三次元的細孔構造をもつ多孔質結晶における高レベル放射性元素の高効率吸着特性

Research Project

Project/Area Number 19K05349
Research InstitutionYamaguchi University

Principal Investigator

藤原 惠子  山口大学, 大学院創成科学研究科, 助手 (50253175)

Co-Investigator(Kenkyū-buntansha) 中塚 晃彦  山口大学, 大学院創成科学研究科, 准教授 (80294651)
Project Period (FY) 2019-04-01 – 2022-03-31
KeywordsCsイオン / Na-GTS型チタノシリケート / XRD / イオン交換
Outline of Annual Research Achievements

東日本大震災によって壊滅した福島第一原発の汚染水の放射性元素除去剤としてマイクロポーラス結晶が使用されているが、さらに高効率に放射性元素を回収・除去できる吸着剤の探索・開発が望まれている。そこで、優れたイオン交換剤として期待されているNa-GTS型チタノシリケート(Na-GTS)に着目した。
合成した単相のNa-GTS[Na4Ti4O4(SiO4)3・6H2O]0.5 gに0.01~1.0 Mの各濃度に調製したCsCl水溶液を加え、25,40,60,80℃で振とう処理を行い、Cs交換体[Na4(1-x)Cs4xTi4O4(SiO4)3・6H2O]を作製した。振とう処理後の上澄み溶液中に溶出したNa+の原子吸光分析からCs交換率x(NNa/4NNa-GTS)を決定した(NNa:振とう処理後の上澄み溶液中に溶出したNa+の物質量、NNa-GTS:Na-GTSの物質量)。得られた試料の同定及び構造評価は粉末XRDを用いた。
振とう処理温度80℃では明らかに高い交換率を示し、CCs=0.5 M以上で完全なCs交換に相当するx=1.0の値を得た。粉末XRD測定の結果、決定した単位格子体積Vは交換率(x)が高くなるにつれて増加傾向にあった。これはイオン半径(Na+<Cs+)の効果に起因していると考えられる。Cs+交換体の陽イオンが、細孔内において、どのように分布しているかを検討した。Sr-GTS(立方晶系)の単結晶X線構造解析(Spiridonova et al., 2011)によって報告されたSr2+席(4eと6g)が、擬立方構造をもつCs+交換体のCs+イオンの可能な占有席とし、いくつかの占有モデルを仮定してXRDパターンをシミュレーションした。実測のXRDパターンと比較した結果、Cs+交換体中のCs+は擬立方構造における6g席を優先的に占有することが示唆された。

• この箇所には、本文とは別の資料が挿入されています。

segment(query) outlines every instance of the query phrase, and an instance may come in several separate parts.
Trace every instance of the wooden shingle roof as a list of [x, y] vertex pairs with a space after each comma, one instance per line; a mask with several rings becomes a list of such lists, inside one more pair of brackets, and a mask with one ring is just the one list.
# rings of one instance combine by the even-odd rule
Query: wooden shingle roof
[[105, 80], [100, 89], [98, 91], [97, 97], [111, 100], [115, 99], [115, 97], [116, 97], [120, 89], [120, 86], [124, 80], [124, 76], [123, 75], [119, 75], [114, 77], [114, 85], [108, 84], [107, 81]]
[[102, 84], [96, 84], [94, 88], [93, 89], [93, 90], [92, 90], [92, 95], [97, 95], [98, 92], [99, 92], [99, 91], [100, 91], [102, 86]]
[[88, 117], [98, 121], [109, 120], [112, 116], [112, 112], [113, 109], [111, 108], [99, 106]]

Current Status of Research Progress
Current Status of Research Progress

2: Research has progressed on the whole more than it was originally planned.

Reason

福島第一原発の汚染水の放射性元素除去剤として、ゼオライト化合物を中心としたマイクロポーラス結晶がもつイオン交換特性や吸着特性が利用されている。ゼオライトはTO4四面体(T=Al、Si)がすべての頂点を共有して結合した三次元のフレームワーク構造を作り、その中に大きな細孔を持つのが特徴である。現在福島第一原発で実際に使用されているゼオライトの1つであるCHA型ゼオライト(チャバサイト)の合成を試みたが、単相のCHAの合成ができなかった。そこで、東ソー製のK-CHA (K3.63[Al3.60Si8.39O24]・9.87H2O)を用いて、Cs交換を行なう予定である。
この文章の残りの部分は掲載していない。